A search can reveal hundreds of such matches, usually distant cousins ​​whose common ancestors may have died more than a century ago. The cases analyzed by Wein and Ertürk had between 200 and 5,000 matches.

That’s just the beginning: drawing a line between those distant relatives and the target requires building a family tree that includes as many family members as possible. Here too, the magnitude of the problem is formidable.

“These are huge trees,” Wein says. “It’s really hard to visually present something larger than twenty people.” As the tree grows, the chances of identifying the target improve, but the search time also increases.

Next, the relevant people in the tree must be identified. It requires scouring public records, genealogy sites, and social media—time-consuming work that combines intuition and skill. “It’s quite an art,” says Wein.

“Using marriage records, death records, birth records, Facebook, and all kinds of different records to try to figure out who people are and who their ancestors and offspring are.”

It is not immediately obvious which matches will provide the best path to the target. Investigators’ strategies for following up on these leads tend to be decentralized, Wein says. “You have a team of people doing this and they will each decide to take a game to investigate and then they will go off on their own to try and build a family tree over time from each game. They don’t think about the big picture holistically. »

By stepping back and assessing the whole problem, Wein and Ertürk provide a roadmap for genetic genealogists looking for the most efficient path to an unidentified target.

“Basically, we’re telling them, ‘Given where you are in research right now, that’s what you should do next,'” Wein says.

Untangling the probabilities

Explaining the difference between the new search method and the standard, or “reference” method is complicated, but Wein sums it up this way: “The reference method searches for common ancestors between different matches. What you really want to find is the most recent common ancestor between a match and the unknown target, and that’s a slightly different issue.

The most recent common ancestor of first cousins, for example, is a grandparent; first cousins ​​share a great-grandparent, and so on.

After identifying a list of the most recent possible common ancestors, Wein and Ertürk’s method “aggressively” populates the family tree with their descendants, even if there is only a slim chance that the ancestor of the target is on the list.

This leap is accomplished by using probability theory to track research progress. “We do this by describing the reconstructed family tree as a set of probabilities that represent the probability that each person on our tree is a correct ancestor of the target,” Ertürk explains. “Then by looking at those probabilities, you can tell which parts of the tree you should explore more.”

This approach proves effective even with smaller family trees, which means faster resolution times. After performing hundreds of simulated searches, Wein and Ertürk conclude that their method can solve a case with a family tree of 7,500 people about 94% of the time. The success rate of the standard method in these cases is about 4%.

Wein hopes these findings will help Project DNA Doe and other investigators refine their approach and solve more cases.
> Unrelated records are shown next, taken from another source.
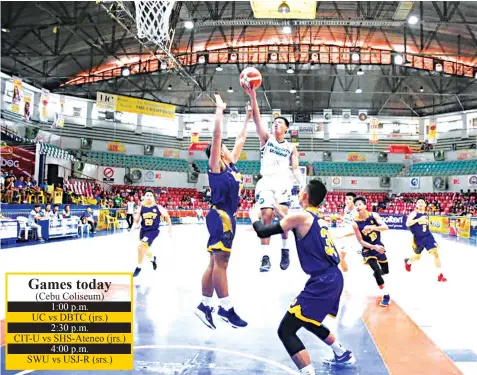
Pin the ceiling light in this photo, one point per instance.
(125, 71)
(412, 20)
(284, 8)
(286, 30)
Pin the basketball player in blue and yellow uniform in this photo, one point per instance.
(367, 228)
(226, 184)
(418, 223)
(149, 214)
(321, 295)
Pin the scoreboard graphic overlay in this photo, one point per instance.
(69, 321)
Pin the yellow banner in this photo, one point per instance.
(171, 153)
(356, 156)
(116, 147)
(110, 102)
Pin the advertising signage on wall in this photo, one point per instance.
(119, 103)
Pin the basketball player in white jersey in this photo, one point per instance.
(345, 239)
(277, 182)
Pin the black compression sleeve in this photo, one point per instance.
(265, 231)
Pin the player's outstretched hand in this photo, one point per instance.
(254, 214)
(379, 249)
(219, 103)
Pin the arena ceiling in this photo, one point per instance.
(77, 48)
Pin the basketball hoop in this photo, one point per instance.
(152, 20)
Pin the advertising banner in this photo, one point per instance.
(119, 103)
(355, 156)
(395, 221)
(17, 95)
(374, 131)
(45, 97)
He notes that his analysis ignores some of the “tricks” used by genetic researchers to narrow their searches, such as focusing on family members who lived in a particular location.
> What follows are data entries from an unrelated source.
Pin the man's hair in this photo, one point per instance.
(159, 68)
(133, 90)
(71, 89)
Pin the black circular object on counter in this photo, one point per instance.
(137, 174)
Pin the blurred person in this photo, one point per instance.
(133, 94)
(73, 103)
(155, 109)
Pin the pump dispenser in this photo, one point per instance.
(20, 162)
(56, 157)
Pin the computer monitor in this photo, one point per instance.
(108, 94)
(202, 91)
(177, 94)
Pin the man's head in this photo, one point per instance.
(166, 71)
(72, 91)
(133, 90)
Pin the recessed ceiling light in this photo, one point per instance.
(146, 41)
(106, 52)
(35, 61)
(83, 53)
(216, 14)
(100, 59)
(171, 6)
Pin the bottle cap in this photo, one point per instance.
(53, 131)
“Our algorithm is in no way intended to replace genealogists,” he says. “But if they’re really stuck, it will give them ideas that may not be obvious.”

Wein sees forensic genetic genealogy as another crime-solving tool that can be improved so that it can deliver on its promise.

“It’s an interesting field that combines probability and statistics and optimization and sometimes game theory,” he says. “That’s how, from a mathematical point of view, I stayed attracted to these problems.”

Source: Dave Gilson for Stanford University

This article originally appeared in Futurity. It has been republished under the Attribution 4.0 International license.

#Math #solve #forensic #genetic #cases #times #faster

Leave a Comment

Your email address will not be published.